O Ministério Público do
Estado do Acre (MPAC), por meio da Promotoria de Justiça Cumulativa de Bujari,
obteve decisão liminar favorável em ação civil pública ajuizada para coibir a
prática de transporte clandestino intermunicipal de passageiros no município. A
medida judicial determina a suspensão da atividade irregular e reforça a
continuidade das investigações conduzidas pelo órgão ministerial para
identificar outros motoristas que atuam de forma ilegal.
A decisão, proferida pela
Vara Única da Comarca de Bujari, atendeu pedido formulado pelo MPAC após a
constatação de que veículos utilizados para transporte remunerado de
passageiros continuavam operando irregularmente, mesmo após o cancelamento
administrativo das permissões anteriormente concedidas pelo Município e a
confirmação judicial da legalidade desse cancelamento.

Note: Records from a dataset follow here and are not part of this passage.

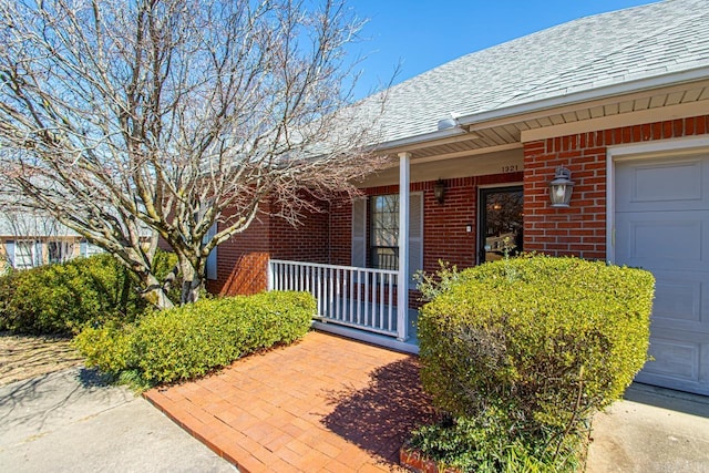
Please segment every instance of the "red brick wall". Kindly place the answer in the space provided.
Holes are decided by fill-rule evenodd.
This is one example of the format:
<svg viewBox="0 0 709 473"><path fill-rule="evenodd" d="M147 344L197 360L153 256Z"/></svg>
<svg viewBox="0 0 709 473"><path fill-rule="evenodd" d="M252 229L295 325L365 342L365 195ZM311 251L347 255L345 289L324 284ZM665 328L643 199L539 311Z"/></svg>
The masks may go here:
<svg viewBox="0 0 709 473"><path fill-rule="evenodd" d="M327 209L327 205L321 207ZM242 234L217 248L217 279L207 281L213 294L256 294L268 287L268 260L328 263L329 215L314 212L294 227L271 215L268 204Z"/></svg>
<svg viewBox="0 0 709 473"><path fill-rule="evenodd" d="M439 259L461 268L476 263L477 191L482 185L506 185L522 182L522 173L445 179L445 200L439 204L433 196L435 181L414 183L412 192L423 192L423 269L435 271ZM399 193L398 185L363 189L367 196ZM330 260L335 265L351 261L352 206L341 202L331 206ZM472 232L466 232L466 226Z"/></svg>
<svg viewBox="0 0 709 473"><path fill-rule="evenodd" d="M606 258L607 146L709 132L709 115L580 133L524 144L524 249ZM553 208L548 183L557 166L576 183L569 208Z"/></svg>

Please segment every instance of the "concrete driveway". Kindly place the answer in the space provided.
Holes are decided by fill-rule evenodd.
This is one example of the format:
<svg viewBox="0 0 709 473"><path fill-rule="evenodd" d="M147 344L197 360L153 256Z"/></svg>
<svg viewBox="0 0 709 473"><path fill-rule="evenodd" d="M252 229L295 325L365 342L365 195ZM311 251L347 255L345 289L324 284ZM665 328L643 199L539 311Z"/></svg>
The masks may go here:
<svg viewBox="0 0 709 473"><path fill-rule="evenodd" d="M633 384L592 436L588 473L707 473L709 398Z"/></svg>
<svg viewBox="0 0 709 473"><path fill-rule="evenodd" d="M235 472L147 401L73 368L0 388L0 472Z"/></svg>

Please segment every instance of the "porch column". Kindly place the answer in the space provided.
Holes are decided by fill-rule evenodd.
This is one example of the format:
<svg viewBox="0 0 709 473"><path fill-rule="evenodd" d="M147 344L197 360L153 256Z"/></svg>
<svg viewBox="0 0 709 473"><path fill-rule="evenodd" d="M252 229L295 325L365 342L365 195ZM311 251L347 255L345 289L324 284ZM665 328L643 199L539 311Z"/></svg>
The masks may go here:
<svg viewBox="0 0 709 473"><path fill-rule="evenodd" d="M411 154L399 153L399 277L397 287L397 339L409 338L409 194Z"/></svg>

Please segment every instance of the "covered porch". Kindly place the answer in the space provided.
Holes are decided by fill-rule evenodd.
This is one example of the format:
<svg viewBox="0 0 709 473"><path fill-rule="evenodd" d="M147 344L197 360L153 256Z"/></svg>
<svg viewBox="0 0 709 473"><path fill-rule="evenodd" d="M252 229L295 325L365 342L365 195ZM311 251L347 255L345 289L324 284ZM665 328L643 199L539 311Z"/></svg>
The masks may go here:
<svg viewBox="0 0 709 473"><path fill-rule="evenodd" d="M419 311L409 307L400 280L398 270L280 259L268 264L268 290L301 290L316 298L315 328L418 353ZM404 304L399 294L405 295Z"/></svg>

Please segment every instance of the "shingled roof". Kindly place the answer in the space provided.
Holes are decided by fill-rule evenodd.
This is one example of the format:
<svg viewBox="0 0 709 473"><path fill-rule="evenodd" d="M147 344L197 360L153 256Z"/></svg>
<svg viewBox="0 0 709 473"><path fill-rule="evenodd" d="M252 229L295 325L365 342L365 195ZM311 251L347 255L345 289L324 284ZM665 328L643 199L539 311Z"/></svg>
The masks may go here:
<svg viewBox="0 0 709 473"><path fill-rule="evenodd" d="M707 68L708 0L665 0L582 18L392 86L380 122L381 143L434 133L451 114L482 120L490 112L548 106L554 99L603 96L614 86L641 90L655 78L662 84L692 71L706 78ZM377 94L363 105L380 101Z"/></svg>

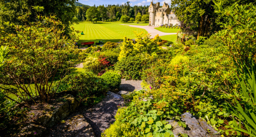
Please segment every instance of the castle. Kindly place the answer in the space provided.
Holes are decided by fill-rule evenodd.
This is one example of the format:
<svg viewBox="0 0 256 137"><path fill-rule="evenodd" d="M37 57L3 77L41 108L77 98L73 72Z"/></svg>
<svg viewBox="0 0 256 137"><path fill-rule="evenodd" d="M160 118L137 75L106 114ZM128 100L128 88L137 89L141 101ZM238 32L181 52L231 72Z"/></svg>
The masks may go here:
<svg viewBox="0 0 256 137"><path fill-rule="evenodd" d="M162 8L160 3L156 4L151 2L148 7L149 12L149 26L159 26L161 25L173 25L180 24L179 20L172 11L171 11L168 4L164 2Z"/></svg>

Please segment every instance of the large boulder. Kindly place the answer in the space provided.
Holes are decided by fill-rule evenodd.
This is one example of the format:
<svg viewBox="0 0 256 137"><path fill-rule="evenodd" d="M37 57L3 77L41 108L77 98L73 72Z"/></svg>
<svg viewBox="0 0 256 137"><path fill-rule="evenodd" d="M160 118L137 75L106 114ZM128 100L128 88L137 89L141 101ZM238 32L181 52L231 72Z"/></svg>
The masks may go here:
<svg viewBox="0 0 256 137"><path fill-rule="evenodd" d="M67 101L60 107L40 117L37 122L47 127L51 127L60 120L74 112L79 105L79 102L73 96L68 95Z"/></svg>
<svg viewBox="0 0 256 137"><path fill-rule="evenodd" d="M68 131L74 131L74 132L75 132L76 131L81 130L78 132L75 136L80 136L82 135L80 134L81 134L83 136L95 136L92 128L83 115L78 115L72 118L69 120L67 126L68 129Z"/></svg>
<svg viewBox="0 0 256 137"><path fill-rule="evenodd" d="M174 135L180 133L187 134L189 137L220 137L218 132L206 122L198 119L190 113L186 112L181 115L181 121L184 122L187 125L186 128L179 126L174 119L167 120L169 122L169 124L175 126L172 131Z"/></svg>
<svg viewBox="0 0 256 137"><path fill-rule="evenodd" d="M22 128L20 133L17 135L16 136L44 137L47 132L46 128L45 127L41 126L30 123L28 126Z"/></svg>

Na liminar, o Judiciário determinou o desemplacamento, no prazo de 10 dias úteis, dos veículos que permaneciam registrados na categoria aluguel (placa vermelha), com a respectiva alteração para a categoria particular junto ao Departamento Estadual de Trânsito (Detran/AC). Também foi determinada a proibição definitiva do uso desses ou de quaisquer outros veículos vinculados aos responsáveis para a realização de transporte intermunicipal remunerado sem autorização do poder público.
Em caso de
descumprimento, foi fixada multa diária de R$ 5 mil por veículo, limitada
inicialmente a R$ 50 mil, além da possibilidade de busca e apreensão judicial.
A atuação do MPAC no caso
teve início em 2024, quando a Promotoria de Justiça de Bujari passou a apurar
irregularidades no processo de concessão de permissões de táxi realizado pelo
Município. Desde então, foram realizadas diligências, reuniões institucionais,
expedição de recomendação administrativa e acompanhamento das providências adotadas
pelo poder público local.
Durante as apurações, o
Ministério Público identificou que, apesar do cancelamento das permissões e das
notificações administrativas expedidas, o transporte rodoviário intermunicipal
clandestino de passageiros continuou sendo realizado no trecho entre Bujari e
Rio Branco.
Na ação, o MPAC também
requereu a condenação dos envolvidos ao pagamento de indenização por danos
morais coletivos no valor de total de R$ 60 mil, valor a ser revertido ao Fundo
Estadual de Defesa dos Direitos Difusos do Acre.
Além da ação judicial, o
MPAC mantém procedimento investigatório em andamento para identificar outros
motoristas que também estariam realizando transporte irregular de passageiros
na região. A apuração busca responsabilizar todos os envolvidos e garantir a
regularidade do serviço, a segurança dos usuários e a concorrência justa entre
os profissionais devidamente autorizados a atuar no setor.